Like many people with the surf bug, you know you need to have a flexible schedule to get the waves at their best. The only time I work full time is in the summer lifeguarding. Even then I try to have a backup just in case the waves are too good to miss. The reality of a full time job is getting closer and I’ll have to take what I can get for waves then, but that also means more money for planned surf trips.
How long were you in Nicaragua last summer and how did the waves there suit dropknee? Besides the waves, what was your favorite part about Nicaragua?
I was in Nicaragua for just over 2 weeks last fall. I was planning to go to Mexico but due to some issues renting a car I decided to try something new. I didn’t know much about Nicaragua at the time, only that you could post up in one place and have easy access to multiple waves. The waves were small most of the trip, but when the swell picked up it was a dropknee wonderland with perfectly groomed head high waves. You could walk one way and get bowly lefts or go the other and have a perfect right sandbar all to yourself.
Even though there were scorpions and wasps inhabiting my room and a random sketchy guy with a sawed off shotgun nearby, I really enjoyed how people lived there. The locals still used Ox driven carts and rode around on horses. It was kinda like the wild west. Even with the flat spells I thought it was paradise and will definitely go back one day.
You have been sending us some sick photos lately both in front of and behind the lens. How did you become involved with photography and where do you plan to take it? What other non-surfing activities are you interested in?
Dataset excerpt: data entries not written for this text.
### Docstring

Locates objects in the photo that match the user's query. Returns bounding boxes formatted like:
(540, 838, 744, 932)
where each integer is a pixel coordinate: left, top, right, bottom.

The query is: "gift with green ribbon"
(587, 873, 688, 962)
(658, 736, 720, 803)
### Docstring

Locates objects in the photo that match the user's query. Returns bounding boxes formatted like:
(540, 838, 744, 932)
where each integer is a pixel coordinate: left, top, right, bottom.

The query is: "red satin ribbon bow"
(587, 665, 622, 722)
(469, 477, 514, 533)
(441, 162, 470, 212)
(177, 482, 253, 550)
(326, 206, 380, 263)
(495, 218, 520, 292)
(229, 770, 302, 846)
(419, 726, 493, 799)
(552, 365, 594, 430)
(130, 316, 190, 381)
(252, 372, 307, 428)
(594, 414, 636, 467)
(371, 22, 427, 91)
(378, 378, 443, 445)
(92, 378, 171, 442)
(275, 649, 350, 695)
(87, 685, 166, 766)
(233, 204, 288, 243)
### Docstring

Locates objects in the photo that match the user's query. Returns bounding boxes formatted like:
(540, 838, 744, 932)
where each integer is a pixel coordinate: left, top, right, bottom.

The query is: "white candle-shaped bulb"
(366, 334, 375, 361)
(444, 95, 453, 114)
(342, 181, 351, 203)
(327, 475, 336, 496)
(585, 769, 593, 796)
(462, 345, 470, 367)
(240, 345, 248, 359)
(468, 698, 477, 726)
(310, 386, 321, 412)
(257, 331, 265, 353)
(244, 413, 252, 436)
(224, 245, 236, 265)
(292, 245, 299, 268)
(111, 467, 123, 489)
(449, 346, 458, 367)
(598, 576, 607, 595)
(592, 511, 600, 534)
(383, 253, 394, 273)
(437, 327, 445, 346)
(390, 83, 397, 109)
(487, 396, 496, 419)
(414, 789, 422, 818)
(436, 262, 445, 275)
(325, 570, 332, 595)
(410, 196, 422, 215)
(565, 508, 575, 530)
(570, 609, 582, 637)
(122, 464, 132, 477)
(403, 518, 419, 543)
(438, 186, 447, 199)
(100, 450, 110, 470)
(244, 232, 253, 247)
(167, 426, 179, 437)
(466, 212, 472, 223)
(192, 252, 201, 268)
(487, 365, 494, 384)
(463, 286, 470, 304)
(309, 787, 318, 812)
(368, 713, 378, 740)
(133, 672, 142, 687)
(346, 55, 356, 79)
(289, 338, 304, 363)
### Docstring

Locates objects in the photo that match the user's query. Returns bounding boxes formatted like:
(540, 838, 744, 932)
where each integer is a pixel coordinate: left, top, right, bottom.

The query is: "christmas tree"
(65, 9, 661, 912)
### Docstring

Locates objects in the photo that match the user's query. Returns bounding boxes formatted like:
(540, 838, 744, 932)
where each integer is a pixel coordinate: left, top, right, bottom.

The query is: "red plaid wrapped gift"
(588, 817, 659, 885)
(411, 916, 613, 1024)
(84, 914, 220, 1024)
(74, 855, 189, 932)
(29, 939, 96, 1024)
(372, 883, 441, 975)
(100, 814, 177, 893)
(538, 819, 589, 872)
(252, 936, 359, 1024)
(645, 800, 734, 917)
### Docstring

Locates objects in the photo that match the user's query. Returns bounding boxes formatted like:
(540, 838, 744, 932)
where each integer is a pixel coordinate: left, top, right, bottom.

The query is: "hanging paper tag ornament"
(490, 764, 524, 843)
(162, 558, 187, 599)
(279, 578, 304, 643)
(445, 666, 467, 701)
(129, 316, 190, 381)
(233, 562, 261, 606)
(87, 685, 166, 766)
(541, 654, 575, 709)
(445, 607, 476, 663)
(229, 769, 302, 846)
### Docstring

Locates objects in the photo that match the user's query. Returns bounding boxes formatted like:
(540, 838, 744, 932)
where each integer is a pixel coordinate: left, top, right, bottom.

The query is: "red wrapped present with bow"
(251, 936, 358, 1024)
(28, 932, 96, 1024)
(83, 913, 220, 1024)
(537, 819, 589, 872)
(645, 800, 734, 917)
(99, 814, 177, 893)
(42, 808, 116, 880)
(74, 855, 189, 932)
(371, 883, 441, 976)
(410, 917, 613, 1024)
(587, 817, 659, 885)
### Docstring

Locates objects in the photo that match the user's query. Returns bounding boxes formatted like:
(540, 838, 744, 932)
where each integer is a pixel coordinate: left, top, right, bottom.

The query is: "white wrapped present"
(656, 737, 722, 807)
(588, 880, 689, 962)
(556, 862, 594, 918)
I bought my first camera (a Canon Rebel XT) about 5 years ago because I thought it would be a good hobby and I always found myself in situations where I wish I had a camera. Since then I taught myself how to use my camera, figuring it out as I went. I bought a Buzztech water housing that I have been experimenting with and I am stoked on some off the pictures that I took. I recently started making frames out of plywood and am planning on making a collection of my best pictures so I can do an art show or something. Other than bodyboarding and shooting photos I also skateboard a lot in the spring and ride my longboard and hike in the summer.
Any future trips in the works? What are your plans for the next couple years?
With bad waves and cold water most of the year I am always planning on shedding my wetsuit and getting some warm water barrels. Kellen Keene and I have some plans in the works by the name of Project X, it involves purchased land in a foreign country and a real long drive in my old pick-up. I have also been building an 18′ Boston Whaler hull from the deck up so I’ll have a nice boat to get to all the places that are inaccessible from land. As far as the next few years go, I plan on kicking around on my boogie and living happily.